Once all terms for the collaboration have been settled, you can then begin identifying the intended audience for co-branding. To do this, you should analyze your brand’s target audience and your partner’s target audience to find any similarities or differences between the two. Once you identify the intended audience for the co-branding, you should make sure that all marketing strategies, including digital marketing advertisements, are targeted specifically at the intended audience.

  1. Start advertising to get the news of your collaboration out there

It is always a good idea to make your decision to collaborate with another brand public. There are plenty of ways to go about making your announcement; you can use newsletters and press releases, social media announcements, or events, to name a few. Of course, you can also use any method that you and your partner see fit – including using multiple methods to reach as many people as possible.

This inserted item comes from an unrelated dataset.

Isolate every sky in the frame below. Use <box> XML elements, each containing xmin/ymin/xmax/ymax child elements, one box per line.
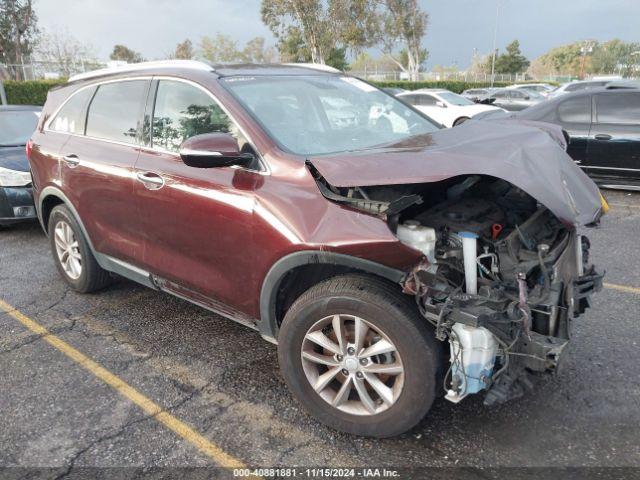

  1. Map out shared goals for both your brand and your partner’s

Much like the other tips listed, you should sit down and discuss some common goals with your brand partner. These goals can be broad and relate to the number of sales generated, or narrowed down to focus more on a specific niche of consumers or even a specific area.

  1. Launch your product

The last step in your co-branding journey involves the actual launch of your product or service. When you are in this final step, it is important to stay on track by making a to-do list, a detailed outline of the launch itself, and going over all needed resources to be sure you have enough to successfully launch your product. Once you are able to mark all things off your to-do list, and have gone over all areas of your outline, and made sure you have enough resources, you are then ready to launch your product.

Examples of Successful Co-Branding Marketing

Examples of co-branding successes are all around us in society and are often extremely well-received products that have become a staple to each brand. Here is a quick brief of one successful example of co-branding:

  • Bonne Belle and Dr. Pepper

    The collaboration of the brands Bonne Belle and Dr. Pepper is a classic example of two completely different brands uniting to create a truly unique product. Bonne Belle is the creator of Lip Smacker, the first ever flavored lip balm that debuted in the early 70s. A couple of years after their launch, they decided to collaborate with the soda powerhouse Dr. Pepper, to create Dr. Pepper flavored lip balm. Directed towards young girls and adolescents, this co-branding was so successful that you are still able to buy Lip Smacker’s Dr. Pepper flavored lip balm in 2018.


To sum; up the information in this article, co-branding is a pivotal asset for smaller brands to increase sales and optimize their business growth. Entering a partnership with an already established brand allows for an increase in credibility and reputation for newer businesses by aligning themselves with the characteristics and behaviors that are associated with the well-known brand. This in turn, can help any smaller brand to build their own corporate identity and place themselves in an optimal position to continue establishing their brand.